The Little Albert experiment is an expansion of Ivan Pavlov’s classical conditioning. In this experiment both Watson and his student Rosalie Rayner exposed the nine-month-old little Albert to a white rat, to which the infant expressed no fear. 

However, when Albert was exposed to the sound of the hammer striking on the metal bar, he expressed a dislike towards the loud sound and even started crying. 

After a few months went by, Watson now exposed the baby to the white rat, but this time its presentation was accompanied by the sound of the hammer striking the metal bar. 

Thus, by repeatedly exposing the infant with the white rat and the loud sound of the striking  metal bar, Watson instilled the fear of the white rat in the baby. Now, each time Albert saw the white rat alone, without any sound of the striking metal bar, he got scared. 

In fact, the fear of little Albert was not limited to the white rat alone. Little Albert now feared everything that resembled the white rat. It was seen that Albert’s fear for the white rat now got transferred to other furry objects like the cotton wool, dog, Santa Claus mask, etc. 

Thus, through this it was concluded that human beings could be classically conditioned for specific emotional responses. In addition to this, these emotional responses could be transferred to other objects. 

Was the Little Albert Experiment Ethical?

One of the critical questions attached with the experiment is that was the little Albert experiment ethical? Here’s the little Albert experiment ethical issues PDF that highlights the ethical issues associated with the experiment. 

The little Albert experiment was condemned for being unethical. Some of ethical issues of little Albert experiment are as follows:

1. Watson Harmed Little Albert 

Watson conditioned Albert for the fear of white rats. Such a fear did not exist previously in little Albert. Such a conditioning could have impacted little Albert’s mental health for life.  

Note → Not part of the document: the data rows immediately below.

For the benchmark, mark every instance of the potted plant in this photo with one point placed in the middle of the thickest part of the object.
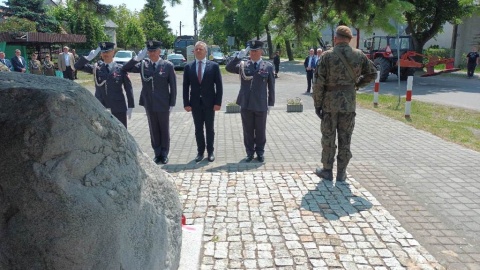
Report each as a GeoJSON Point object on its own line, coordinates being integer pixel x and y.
{"type": "Point", "coordinates": [294, 105]}
{"type": "Point", "coordinates": [232, 107]}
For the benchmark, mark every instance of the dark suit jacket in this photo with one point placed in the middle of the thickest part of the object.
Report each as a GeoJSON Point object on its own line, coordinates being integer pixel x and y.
{"type": "Point", "coordinates": [17, 65]}
{"type": "Point", "coordinates": [205, 94]}
{"type": "Point", "coordinates": [164, 92]}
{"type": "Point", "coordinates": [314, 64]}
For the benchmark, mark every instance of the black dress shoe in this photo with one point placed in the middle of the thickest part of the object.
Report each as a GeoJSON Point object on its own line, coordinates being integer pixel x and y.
{"type": "Point", "coordinates": [164, 160]}
{"type": "Point", "coordinates": [199, 158]}
{"type": "Point", "coordinates": [157, 160]}
{"type": "Point", "coordinates": [249, 158]}
{"type": "Point", "coordinates": [324, 174]}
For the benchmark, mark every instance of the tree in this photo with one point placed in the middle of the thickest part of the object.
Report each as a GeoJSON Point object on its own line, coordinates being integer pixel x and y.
{"type": "Point", "coordinates": [80, 20]}
{"type": "Point", "coordinates": [33, 10]}
{"type": "Point", "coordinates": [154, 18]}
{"type": "Point", "coordinates": [129, 32]}
{"type": "Point", "coordinates": [15, 24]}
{"type": "Point", "coordinates": [429, 16]}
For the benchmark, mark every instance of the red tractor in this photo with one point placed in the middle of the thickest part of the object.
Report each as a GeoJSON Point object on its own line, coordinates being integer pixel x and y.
{"type": "Point", "coordinates": [383, 51]}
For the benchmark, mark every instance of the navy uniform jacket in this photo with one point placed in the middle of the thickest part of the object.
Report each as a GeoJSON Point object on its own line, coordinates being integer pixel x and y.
{"type": "Point", "coordinates": [110, 94]}
{"type": "Point", "coordinates": [17, 65]}
{"type": "Point", "coordinates": [205, 94]}
{"type": "Point", "coordinates": [159, 86]}
{"type": "Point", "coordinates": [7, 63]}
{"type": "Point", "coordinates": [258, 93]}
{"type": "Point", "coordinates": [313, 65]}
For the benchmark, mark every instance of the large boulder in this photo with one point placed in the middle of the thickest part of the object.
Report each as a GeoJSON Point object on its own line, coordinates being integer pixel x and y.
{"type": "Point", "coordinates": [76, 192]}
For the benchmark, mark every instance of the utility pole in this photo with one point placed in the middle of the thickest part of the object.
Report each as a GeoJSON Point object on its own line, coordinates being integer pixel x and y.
{"type": "Point", "coordinates": [195, 29]}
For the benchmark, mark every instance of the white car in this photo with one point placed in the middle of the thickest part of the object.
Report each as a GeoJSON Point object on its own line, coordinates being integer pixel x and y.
{"type": "Point", "coordinates": [122, 57]}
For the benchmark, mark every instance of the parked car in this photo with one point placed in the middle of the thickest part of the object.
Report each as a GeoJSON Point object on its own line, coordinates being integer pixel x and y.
{"type": "Point", "coordinates": [177, 60]}
{"type": "Point", "coordinates": [122, 57]}
{"type": "Point", "coordinates": [218, 57]}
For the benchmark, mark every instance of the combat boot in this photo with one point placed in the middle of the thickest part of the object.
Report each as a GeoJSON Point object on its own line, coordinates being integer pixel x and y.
{"type": "Point", "coordinates": [324, 174]}
{"type": "Point", "coordinates": [341, 175]}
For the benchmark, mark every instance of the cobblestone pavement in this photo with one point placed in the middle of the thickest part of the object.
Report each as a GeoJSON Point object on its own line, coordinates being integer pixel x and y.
{"type": "Point", "coordinates": [411, 200]}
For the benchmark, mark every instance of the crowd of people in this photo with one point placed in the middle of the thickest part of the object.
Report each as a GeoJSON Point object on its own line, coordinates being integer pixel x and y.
{"type": "Point", "coordinates": [39, 66]}
{"type": "Point", "coordinates": [334, 76]}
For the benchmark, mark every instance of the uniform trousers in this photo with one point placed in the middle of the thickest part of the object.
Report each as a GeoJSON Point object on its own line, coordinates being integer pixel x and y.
{"type": "Point", "coordinates": [342, 123]}
{"type": "Point", "coordinates": [204, 117]}
{"type": "Point", "coordinates": [122, 117]}
{"type": "Point", "coordinates": [68, 73]}
{"type": "Point", "coordinates": [309, 80]}
{"type": "Point", "coordinates": [159, 125]}
{"type": "Point", "coordinates": [254, 124]}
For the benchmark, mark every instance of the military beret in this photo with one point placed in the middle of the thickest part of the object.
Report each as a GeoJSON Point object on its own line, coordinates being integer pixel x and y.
{"type": "Point", "coordinates": [153, 45]}
{"type": "Point", "coordinates": [344, 31]}
{"type": "Point", "coordinates": [106, 46]}
{"type": "Point", "coordinates": [255, 44]}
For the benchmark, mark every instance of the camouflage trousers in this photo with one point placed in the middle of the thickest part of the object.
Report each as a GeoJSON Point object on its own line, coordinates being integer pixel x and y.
{"type": "Point", "coordinates": [343, 124]}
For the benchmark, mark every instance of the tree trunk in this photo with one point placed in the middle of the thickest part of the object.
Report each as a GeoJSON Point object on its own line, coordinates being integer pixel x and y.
{"type": "Point", "coordinates": [269, 42]}
{"type": "Point", "coordinates": [289, 50]}
{"type": "Point", "coordinates": [454, 40]}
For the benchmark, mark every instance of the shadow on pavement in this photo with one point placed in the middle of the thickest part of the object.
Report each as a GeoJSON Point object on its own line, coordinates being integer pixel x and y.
{"type": "Point", "coordinates": [334, 201]}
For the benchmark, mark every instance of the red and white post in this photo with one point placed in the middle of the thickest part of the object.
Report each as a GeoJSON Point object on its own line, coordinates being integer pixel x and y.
{"type": "Point", "coordinates": [376, 89]}
{"type": "Point", "coordinates": [408, 102]}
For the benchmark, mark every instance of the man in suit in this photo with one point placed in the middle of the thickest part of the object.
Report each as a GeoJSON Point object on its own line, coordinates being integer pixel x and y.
{"type": "Point", "coordinates": [5, 62]}
{"type": "Point", "coordinates": [66, 63]}
{"type": "Point", "coordinates": [18, 62]}
{"type": "Point", "coordinates": [309, 64]}
{"type": "Point", "coordinates": [110, 82]}
{"type": "Point", "coordinates": [202, 95]}
{"type": "Point", "coordinates": [256, 97]}
{"type": "Point", "coordinates": [158, 96]}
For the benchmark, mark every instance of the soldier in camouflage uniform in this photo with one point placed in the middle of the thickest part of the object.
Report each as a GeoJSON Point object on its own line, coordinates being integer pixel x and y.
{"type": "Point", "coordinates": [334, 95]}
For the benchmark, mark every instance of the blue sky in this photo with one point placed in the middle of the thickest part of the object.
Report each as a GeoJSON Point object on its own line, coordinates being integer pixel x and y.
{"type": "Point", "coordinates": [182, 12]}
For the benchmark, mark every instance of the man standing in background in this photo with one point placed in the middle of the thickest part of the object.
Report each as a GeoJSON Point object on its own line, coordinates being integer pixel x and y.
{"type": "Point", "coordinates": [276, 63]}
{"type": "Point", "coordinates": [5, 62]}
{"type": "Point", "coordinates": [256, 97]}
{"type": "Point", "coordinates": [18, 62]}
{"type": "Point", "coordinates": [158, 96]}
{"type": "Point", "coordinates": [202, 95]}
{"type": "Point", "coordinates": [66, 63]}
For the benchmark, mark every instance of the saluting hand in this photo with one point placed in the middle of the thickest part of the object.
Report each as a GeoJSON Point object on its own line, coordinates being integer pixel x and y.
{"type": "Point", "coordinates": [92, 54]}
{"type": "Point", "coordinates": [141, 54]}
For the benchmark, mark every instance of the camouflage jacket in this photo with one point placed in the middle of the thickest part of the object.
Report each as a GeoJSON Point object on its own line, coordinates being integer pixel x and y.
{"type": "Point", "coordinates": [333, 87]}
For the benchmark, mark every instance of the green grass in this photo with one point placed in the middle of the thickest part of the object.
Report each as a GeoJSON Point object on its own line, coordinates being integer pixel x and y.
{"type": "Point", "coordinates": [460, 126]}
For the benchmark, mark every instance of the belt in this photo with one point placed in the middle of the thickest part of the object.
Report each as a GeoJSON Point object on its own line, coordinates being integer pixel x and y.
{"type": "Point", "coordinates": [338, 87]}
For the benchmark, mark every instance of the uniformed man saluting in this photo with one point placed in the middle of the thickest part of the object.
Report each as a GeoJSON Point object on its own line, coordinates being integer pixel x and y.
{"type": "Point", "coordinates": [256, 96]}
{"type": "Point", "coordinates": [158, 96]}
{"type": "Point", "coordinates": [110, 81]}
{"type": "Point", "coordinates": [340, 72]}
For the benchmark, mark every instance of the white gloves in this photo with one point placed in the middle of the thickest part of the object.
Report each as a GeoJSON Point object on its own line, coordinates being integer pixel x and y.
{"type": "Point", "coordinates": [243, 53]}
{"type": "Point", "coordinates": [141, 54]}
{"type": "Point", "coordinates": [92, 54]}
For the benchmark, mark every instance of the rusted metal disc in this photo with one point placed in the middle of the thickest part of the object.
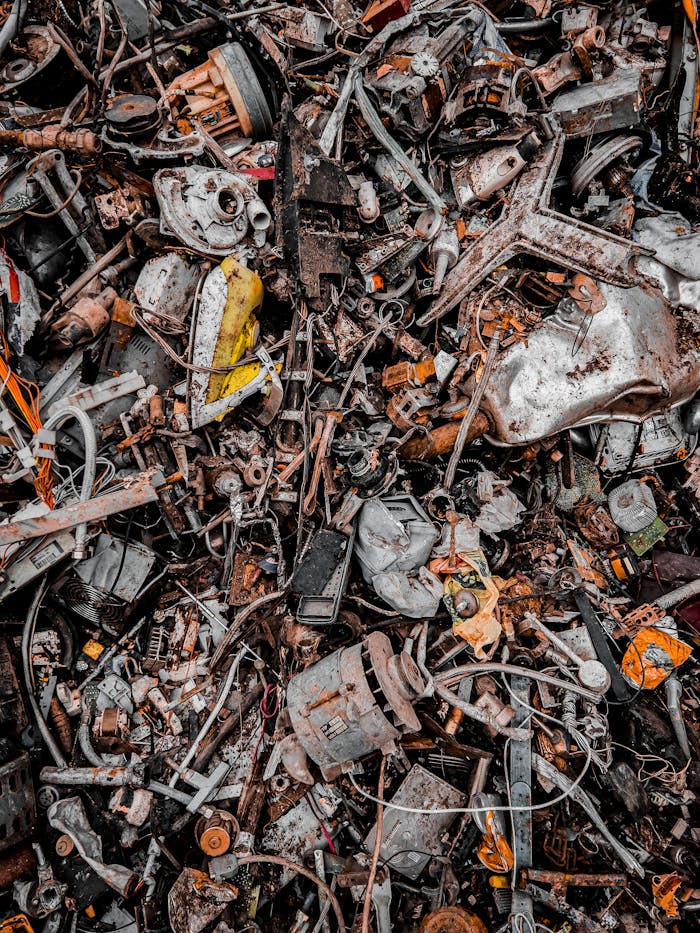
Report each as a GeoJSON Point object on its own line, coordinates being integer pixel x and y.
{"type": "Point", "coordinates": [452, 920]}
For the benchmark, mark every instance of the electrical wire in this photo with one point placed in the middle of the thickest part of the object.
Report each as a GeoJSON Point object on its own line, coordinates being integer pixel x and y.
{"type": "Point", "coordinates": [26, 397]}
{"type": "Point", "coordinates": [496, 809]}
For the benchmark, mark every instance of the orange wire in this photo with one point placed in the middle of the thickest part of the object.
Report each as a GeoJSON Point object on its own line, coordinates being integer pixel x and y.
{"type": "Point", "coordinates": [26, 397]}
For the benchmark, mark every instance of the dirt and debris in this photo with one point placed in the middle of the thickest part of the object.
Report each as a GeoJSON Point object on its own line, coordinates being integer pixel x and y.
{"type": "Point", "coordinates": [349, 466]}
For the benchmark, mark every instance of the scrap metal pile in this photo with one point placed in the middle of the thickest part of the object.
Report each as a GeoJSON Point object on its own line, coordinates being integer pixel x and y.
{"type": "Point", "coordinates": [350, 498]}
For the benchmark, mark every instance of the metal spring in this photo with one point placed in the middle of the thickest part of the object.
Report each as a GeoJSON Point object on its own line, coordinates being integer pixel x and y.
{"type": "Point", "coordinates": [92, 604]}
{"type": "Point", "coordinates": [503, 899]}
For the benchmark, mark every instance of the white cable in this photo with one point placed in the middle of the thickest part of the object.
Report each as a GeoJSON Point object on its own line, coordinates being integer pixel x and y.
{"type": "Point", "coordinates": [88, 429]}
{"type": "Point", "coordinates": [503, 809]}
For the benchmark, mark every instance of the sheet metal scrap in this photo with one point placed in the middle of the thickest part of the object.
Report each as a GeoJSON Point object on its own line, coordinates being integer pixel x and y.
{"type": "Point", "coordinates": [349, 500]}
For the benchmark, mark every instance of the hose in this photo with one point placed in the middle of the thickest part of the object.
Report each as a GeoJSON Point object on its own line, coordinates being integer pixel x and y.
{"type": "Point", "coordinates": [56, 421]}
{"type": "Point", "coordinates": [299, 870]}
{"type": "Point", "coordinates": [27, 637]}
{"type": "Point", "coordinates": [13, 23]}
{"type": "Point", "coordinates": [470, 670]}
{"type": "Point", "coordinates": [677, 596]}
{"type": "Point", "coordinates": [523, 25]}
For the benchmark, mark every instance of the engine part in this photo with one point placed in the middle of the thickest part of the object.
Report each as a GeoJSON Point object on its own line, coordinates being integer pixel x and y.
{"type": "Point", "coordinates": [17, 807]}
{"type": "Point", "coordinates": [353, 702]}
{"type": "Point", "coordinates": [409, 839]}
{"type": "Point", "coordinates": [209, 209]}
{"type": "Point", "coordinates": [632, 506]}
{"type": "Point", "coordinates": [224, 95]}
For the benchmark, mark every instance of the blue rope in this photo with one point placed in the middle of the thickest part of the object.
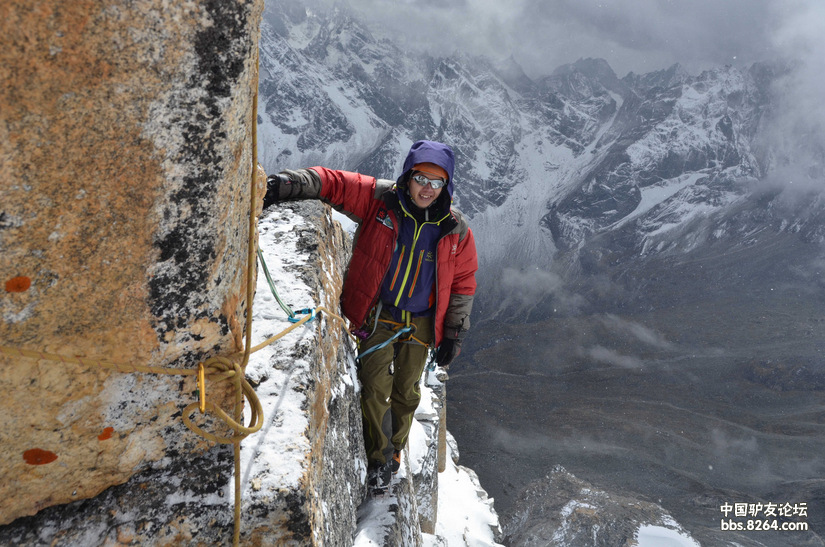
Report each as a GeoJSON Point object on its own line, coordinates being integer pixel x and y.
{"type": "Point", "coordinates": [386, 342]}
{"type": "Point", "coordinates": [293, 315]}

2. Albert Did Not Have the Right To Withdraw

Today’s code of ethics makes it mandatory for the researchers to give the right of withdrawal to the participants of the experiment. Little Albert and his mother did not have the right to withdraw, due to which it was considered unethical. 

3. Watson Did Not Take Any Consent

As per today’s code of ethics, researchers must follow the principle of informed consent. According to this principle, one must take the consent of the participant or anyone on his behalf for conducting the research. This is where the little Albert experiment lacked as Watson did not take the consent from Albert’s mother.

4. Watson Did Not Follow Best Standards

Watson is questioned for not using methods of the highest standard to conduct the experiment. As an example, he conducted the experiment only on Albert.  Also, the experiment was not undertaken in a controlled environment.